Interpretability Beyond Feature Attribution: Quantitative Testing with Concept Activation Vectors (TCAV)
Been Kim, Martin Wattenberg, Justin Gilmer, Carrie Cai, James Wexler, Fernanda Viegas, Rory Sayres
Paper link: https://arxiv.org/abs/1711.11279
Testing with Concept Activation Vectors (TCAV) is a new interpretability method to understand what signals your neural networks models uses for prediction.
Read my Full Blog Post here.
See the Full Jupyter NoteBook here
Credit goes to this academic Team here and If you wish to run this, clone this repo
Typical interpretability methods show importance weights in each input feature (e.g, pixel). TCAV instead shows importance of high level concepts (e.g., color, gender, race) for a prediction class -which is how humans communicate!

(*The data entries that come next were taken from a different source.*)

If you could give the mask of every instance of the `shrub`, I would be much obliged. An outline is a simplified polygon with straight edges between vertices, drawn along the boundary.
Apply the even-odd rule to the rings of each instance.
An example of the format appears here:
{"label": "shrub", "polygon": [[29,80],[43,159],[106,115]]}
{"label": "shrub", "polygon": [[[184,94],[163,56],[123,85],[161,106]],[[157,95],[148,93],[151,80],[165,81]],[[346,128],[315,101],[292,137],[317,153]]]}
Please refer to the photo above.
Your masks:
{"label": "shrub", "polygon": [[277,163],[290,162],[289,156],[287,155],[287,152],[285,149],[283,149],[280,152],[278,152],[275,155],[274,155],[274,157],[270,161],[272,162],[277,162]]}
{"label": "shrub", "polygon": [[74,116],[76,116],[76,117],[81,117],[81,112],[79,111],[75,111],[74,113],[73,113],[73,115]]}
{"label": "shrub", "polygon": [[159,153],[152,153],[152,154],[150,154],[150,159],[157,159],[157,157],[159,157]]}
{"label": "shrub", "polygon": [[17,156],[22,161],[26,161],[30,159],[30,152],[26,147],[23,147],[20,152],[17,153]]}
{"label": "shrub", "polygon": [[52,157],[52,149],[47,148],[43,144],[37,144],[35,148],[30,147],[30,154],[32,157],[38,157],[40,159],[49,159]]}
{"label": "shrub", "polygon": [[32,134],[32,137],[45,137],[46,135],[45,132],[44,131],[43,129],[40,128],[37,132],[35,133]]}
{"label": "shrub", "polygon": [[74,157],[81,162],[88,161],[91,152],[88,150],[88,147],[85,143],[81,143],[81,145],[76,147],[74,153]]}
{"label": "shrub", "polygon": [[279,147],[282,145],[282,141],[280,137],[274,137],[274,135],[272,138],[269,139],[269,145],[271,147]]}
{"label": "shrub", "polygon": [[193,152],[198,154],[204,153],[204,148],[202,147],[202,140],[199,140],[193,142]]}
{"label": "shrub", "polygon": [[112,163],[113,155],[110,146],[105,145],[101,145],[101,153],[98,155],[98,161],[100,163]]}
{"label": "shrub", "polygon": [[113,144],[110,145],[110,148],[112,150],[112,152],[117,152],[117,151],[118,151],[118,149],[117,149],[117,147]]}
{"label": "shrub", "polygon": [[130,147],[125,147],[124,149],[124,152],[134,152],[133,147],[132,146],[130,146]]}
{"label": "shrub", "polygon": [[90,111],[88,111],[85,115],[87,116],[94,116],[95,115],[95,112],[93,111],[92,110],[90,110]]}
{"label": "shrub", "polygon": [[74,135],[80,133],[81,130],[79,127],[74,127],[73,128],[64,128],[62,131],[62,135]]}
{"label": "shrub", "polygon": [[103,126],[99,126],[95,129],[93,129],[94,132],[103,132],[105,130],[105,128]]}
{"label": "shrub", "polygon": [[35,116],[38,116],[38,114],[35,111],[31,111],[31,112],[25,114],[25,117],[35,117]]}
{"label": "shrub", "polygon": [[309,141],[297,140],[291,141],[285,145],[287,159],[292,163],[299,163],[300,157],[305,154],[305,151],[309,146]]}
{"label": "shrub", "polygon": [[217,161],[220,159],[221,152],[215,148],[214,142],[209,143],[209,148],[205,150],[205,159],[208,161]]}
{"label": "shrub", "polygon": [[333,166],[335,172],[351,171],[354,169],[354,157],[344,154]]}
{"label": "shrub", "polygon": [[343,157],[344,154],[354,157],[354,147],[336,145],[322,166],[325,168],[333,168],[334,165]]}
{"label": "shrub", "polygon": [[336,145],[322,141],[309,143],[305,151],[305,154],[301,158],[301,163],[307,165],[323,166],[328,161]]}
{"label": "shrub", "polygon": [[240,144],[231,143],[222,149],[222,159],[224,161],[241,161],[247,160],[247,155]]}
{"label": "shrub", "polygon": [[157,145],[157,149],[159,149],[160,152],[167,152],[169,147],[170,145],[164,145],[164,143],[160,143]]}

Typical interpretability methods require you to have one particular image that you are interested in understanding. TCAV gives an explanation that is generally true for a class of interest, beyond one image (global explanation). The key idea is to view the internal state of a neural net as an aid. We will be using CAVs as part of a technique, Testing with CAVs (TCAV), are used to quantify the degree to which a user-defined concept is important to a classification result--for example, how sensitive a prediction of "zebra" is to the presence of stripes.
For example, for a given class, we can show how much race or gender was important for classifications in a pretrained model . Even though neither race nor gender labels were part of the training input!
Humans think and communicate using concepts, and not using numbers (e.g., weights to each feature). When there are lots of numbers to combine and reason about (many features), it becomes harder and harder for humans to make sense of the information they are accounting for. TCAV instead delivers explanations in the way humans communicate to each other.